I have not scheduled my Space Out time. And like a toddler who doesn’t get her nap, or snack, or whatever her body is craving – I become feral when my brain doesn’t play. My time in New York created an appetite for Space Out and I now know that it’s not a luxury nor that I’m lazy. It’s what my soul needs to stay healthy.

 

Here’s where Mr. Stills comes in.

 

We went to see Crosby Stills and Nash on Friday at the Greek Theater here in L.A. I’d had a frantic week in my head. Nothing catastrophic in the least. Working on PP, scheduling kids, doing homework – suffice to say that I didn’t have much time to regenerative. Typical stuff of working parent-dom.
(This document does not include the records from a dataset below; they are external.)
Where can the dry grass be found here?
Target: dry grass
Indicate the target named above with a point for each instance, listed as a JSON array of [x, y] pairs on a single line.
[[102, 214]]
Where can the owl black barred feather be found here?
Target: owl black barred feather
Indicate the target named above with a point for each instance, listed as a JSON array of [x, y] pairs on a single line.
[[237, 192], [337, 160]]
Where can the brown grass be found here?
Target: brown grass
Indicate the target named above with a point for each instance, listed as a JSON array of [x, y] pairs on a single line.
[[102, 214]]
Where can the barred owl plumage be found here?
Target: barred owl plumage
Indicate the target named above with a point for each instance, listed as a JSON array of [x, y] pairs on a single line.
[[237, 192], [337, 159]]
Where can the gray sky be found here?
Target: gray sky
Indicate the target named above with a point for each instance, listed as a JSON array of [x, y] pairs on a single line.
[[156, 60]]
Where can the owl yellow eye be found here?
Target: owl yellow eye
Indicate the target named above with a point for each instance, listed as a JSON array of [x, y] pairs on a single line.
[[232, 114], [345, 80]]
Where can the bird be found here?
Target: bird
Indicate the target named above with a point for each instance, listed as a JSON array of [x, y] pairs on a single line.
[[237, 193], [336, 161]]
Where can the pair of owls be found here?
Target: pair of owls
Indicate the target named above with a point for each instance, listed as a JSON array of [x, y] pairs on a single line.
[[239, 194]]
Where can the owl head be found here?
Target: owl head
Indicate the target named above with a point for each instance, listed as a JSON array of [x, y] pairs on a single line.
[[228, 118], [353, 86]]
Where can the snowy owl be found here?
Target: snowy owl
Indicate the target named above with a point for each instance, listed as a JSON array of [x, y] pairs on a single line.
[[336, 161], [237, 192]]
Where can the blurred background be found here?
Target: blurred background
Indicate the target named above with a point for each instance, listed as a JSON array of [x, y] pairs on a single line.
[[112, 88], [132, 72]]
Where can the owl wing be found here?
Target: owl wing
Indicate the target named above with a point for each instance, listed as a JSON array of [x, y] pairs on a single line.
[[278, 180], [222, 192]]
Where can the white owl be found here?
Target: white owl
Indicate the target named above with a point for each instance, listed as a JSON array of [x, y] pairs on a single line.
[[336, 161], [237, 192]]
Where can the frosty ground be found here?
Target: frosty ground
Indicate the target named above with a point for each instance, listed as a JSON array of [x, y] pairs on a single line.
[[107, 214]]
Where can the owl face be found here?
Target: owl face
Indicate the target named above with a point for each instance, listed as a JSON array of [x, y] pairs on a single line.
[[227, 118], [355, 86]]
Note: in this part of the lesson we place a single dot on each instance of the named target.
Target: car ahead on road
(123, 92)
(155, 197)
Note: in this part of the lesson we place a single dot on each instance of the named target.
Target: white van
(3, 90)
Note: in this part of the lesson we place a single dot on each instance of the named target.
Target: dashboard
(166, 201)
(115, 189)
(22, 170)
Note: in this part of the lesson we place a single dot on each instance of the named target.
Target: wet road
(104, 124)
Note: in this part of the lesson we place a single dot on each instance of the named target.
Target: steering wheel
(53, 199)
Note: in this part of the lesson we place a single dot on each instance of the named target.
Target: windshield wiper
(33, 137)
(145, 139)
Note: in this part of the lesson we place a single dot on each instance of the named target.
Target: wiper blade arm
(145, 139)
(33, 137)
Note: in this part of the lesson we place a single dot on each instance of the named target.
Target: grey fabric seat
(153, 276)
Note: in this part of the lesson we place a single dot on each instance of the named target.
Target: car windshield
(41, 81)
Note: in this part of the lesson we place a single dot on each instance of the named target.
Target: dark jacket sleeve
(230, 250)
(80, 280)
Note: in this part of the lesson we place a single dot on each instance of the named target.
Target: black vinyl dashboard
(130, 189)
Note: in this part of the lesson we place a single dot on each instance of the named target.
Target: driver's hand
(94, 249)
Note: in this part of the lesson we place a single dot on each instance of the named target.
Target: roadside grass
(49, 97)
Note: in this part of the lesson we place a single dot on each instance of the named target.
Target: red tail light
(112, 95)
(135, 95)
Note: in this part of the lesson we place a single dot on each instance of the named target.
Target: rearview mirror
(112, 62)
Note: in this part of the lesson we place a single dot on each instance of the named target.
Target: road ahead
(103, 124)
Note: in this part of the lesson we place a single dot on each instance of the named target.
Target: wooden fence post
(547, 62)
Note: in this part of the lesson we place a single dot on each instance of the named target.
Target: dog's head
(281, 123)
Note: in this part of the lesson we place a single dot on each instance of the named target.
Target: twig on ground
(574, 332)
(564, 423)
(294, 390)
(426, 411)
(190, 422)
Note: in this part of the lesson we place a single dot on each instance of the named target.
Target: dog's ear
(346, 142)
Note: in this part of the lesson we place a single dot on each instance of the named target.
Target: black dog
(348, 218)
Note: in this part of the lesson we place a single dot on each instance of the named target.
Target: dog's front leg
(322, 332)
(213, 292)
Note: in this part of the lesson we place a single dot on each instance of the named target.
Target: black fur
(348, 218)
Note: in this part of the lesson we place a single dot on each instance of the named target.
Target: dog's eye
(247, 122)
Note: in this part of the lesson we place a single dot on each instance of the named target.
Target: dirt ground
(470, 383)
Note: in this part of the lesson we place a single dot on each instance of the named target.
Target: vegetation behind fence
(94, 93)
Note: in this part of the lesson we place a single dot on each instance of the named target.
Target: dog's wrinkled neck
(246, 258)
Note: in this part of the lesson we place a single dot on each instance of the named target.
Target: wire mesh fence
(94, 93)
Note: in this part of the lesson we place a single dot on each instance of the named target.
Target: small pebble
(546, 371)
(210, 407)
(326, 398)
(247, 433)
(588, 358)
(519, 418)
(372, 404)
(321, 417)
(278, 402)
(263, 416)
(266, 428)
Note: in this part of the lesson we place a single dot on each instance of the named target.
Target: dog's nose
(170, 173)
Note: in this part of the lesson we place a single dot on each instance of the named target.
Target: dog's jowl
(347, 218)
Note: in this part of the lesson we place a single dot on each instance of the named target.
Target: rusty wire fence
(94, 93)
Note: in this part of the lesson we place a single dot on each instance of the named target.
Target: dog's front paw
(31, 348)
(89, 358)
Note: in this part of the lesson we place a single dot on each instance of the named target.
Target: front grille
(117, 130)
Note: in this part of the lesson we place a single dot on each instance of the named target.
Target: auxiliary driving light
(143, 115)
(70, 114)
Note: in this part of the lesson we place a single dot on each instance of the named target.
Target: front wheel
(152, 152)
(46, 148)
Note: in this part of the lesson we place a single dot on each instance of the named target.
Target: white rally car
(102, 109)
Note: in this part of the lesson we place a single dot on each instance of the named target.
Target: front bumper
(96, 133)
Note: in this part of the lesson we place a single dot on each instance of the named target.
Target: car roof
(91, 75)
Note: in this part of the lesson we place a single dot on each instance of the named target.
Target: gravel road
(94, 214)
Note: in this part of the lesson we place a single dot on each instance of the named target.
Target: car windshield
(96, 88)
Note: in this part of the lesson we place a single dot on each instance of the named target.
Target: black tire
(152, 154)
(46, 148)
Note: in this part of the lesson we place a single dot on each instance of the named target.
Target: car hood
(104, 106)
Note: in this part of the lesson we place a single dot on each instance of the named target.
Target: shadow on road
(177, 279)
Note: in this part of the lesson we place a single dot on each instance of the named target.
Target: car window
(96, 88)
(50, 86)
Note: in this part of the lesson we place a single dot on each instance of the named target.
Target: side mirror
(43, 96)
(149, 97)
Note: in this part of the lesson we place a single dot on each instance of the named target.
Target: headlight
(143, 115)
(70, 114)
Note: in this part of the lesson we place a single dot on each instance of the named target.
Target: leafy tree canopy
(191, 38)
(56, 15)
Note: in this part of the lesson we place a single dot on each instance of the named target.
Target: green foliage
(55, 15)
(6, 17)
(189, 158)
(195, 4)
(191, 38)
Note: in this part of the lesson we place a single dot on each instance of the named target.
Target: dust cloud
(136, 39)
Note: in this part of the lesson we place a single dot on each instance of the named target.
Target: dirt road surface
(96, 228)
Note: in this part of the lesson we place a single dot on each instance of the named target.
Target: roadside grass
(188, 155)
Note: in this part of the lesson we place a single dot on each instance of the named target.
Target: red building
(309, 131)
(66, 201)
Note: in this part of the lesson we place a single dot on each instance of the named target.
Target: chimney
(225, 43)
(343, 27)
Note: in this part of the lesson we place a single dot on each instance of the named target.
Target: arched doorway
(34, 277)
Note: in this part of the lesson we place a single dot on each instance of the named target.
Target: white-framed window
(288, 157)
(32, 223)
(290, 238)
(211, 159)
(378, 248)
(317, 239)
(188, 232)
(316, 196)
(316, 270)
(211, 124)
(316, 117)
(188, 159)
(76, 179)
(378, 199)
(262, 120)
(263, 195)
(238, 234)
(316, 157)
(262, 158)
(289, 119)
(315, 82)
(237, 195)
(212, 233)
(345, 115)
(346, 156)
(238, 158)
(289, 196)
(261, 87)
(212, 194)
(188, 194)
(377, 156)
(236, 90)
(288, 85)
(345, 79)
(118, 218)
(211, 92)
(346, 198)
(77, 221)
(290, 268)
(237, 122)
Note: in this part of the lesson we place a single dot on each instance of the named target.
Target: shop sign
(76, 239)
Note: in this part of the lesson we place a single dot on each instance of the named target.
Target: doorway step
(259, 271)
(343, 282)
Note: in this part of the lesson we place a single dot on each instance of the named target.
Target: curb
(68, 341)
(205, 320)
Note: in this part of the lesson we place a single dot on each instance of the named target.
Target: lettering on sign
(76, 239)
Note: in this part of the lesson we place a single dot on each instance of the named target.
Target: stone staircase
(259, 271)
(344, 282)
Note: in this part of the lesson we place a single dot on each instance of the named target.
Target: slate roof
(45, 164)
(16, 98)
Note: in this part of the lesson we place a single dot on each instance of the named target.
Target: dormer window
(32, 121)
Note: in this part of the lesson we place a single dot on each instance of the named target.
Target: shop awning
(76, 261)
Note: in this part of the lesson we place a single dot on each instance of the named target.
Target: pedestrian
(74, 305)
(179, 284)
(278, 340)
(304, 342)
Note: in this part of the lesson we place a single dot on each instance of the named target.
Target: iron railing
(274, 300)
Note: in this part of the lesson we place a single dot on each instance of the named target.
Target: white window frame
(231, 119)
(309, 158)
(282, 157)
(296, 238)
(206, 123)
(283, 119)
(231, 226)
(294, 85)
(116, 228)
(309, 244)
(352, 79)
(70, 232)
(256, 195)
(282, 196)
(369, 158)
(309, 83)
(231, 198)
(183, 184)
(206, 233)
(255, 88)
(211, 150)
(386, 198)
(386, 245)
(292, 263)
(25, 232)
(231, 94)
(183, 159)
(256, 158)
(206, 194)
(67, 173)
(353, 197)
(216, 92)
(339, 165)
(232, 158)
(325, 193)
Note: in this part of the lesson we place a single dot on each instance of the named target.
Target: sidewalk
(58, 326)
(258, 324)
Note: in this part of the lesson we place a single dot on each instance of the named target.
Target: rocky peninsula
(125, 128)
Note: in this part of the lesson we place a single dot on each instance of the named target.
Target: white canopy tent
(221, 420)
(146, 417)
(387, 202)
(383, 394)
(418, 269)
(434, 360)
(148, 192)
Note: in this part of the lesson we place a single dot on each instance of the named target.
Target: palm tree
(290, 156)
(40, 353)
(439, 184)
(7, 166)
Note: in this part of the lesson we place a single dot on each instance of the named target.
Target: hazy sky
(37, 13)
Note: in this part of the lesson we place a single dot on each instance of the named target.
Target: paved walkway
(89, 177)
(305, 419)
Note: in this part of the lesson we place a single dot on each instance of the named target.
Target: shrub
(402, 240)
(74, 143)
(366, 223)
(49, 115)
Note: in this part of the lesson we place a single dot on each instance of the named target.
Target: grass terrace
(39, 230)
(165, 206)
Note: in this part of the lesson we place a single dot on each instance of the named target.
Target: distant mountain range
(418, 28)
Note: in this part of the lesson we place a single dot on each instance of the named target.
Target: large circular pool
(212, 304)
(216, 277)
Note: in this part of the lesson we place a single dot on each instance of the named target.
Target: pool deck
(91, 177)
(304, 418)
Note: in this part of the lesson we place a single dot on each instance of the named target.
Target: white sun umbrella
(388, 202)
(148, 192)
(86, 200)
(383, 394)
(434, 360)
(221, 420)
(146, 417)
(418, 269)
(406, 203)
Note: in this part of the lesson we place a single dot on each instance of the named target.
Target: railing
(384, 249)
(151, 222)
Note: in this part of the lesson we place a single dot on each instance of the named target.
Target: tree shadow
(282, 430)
I was really looking forward to Friday. I first fell in love with CSN on “Four Way Street” when I was 17 living in Europe as an au pair (where I learned the art of Spacing Out well). I can tell you every part of that album – the jokes, the asides, the guitar licks and the blessed harmonies that only they can do. Like a girl with the Beatles, I watched my crush transfer from Crosby (singing “Triad) to Nash (he wrote “Our House” – about JONI MITCHEL, another idol) then to Stills and his heartbreaking intensity.

 

His son went to preschool with Bodhi and over the years Brad and I have become dear friends with Stephen and his wife Kristin. Stephen is humble, funny, self-deprecating. It is easy to forget he’s a goddamn LEGENDARY ROCK GOD. On Friday night at the Greek I remembered.

 

Stephen is at the height of his powers. About a year ago, I asked him how his playing was. He answered: “I’m only now playing the way I’ve dreamed about playing.” Holy shit. His expertise, playfulness, inventiveness was the tonic that I, for one, needed as an antidote to Modern Life. He created space. He celebrated imagination. And he gave his whole self, as he has been doing for 40 years.

 

I think if I didn’t know anything about CSN and I went to the Greek on Friday, I still would’ve been blown away. But having loved their music for 30 years, and remembering all the times it has comforted and guided me, made it even better.

 

Thank you, Stephen, for reminding me that I have to take time out to hear music, eat food, and Space Out for moments at a time. When I am in Modern Life, Smart Phone at my fingers, I think to-do lists are “real” and Spacing Out is frivolous. Stephen Stills reminded me that is exactly the opposite.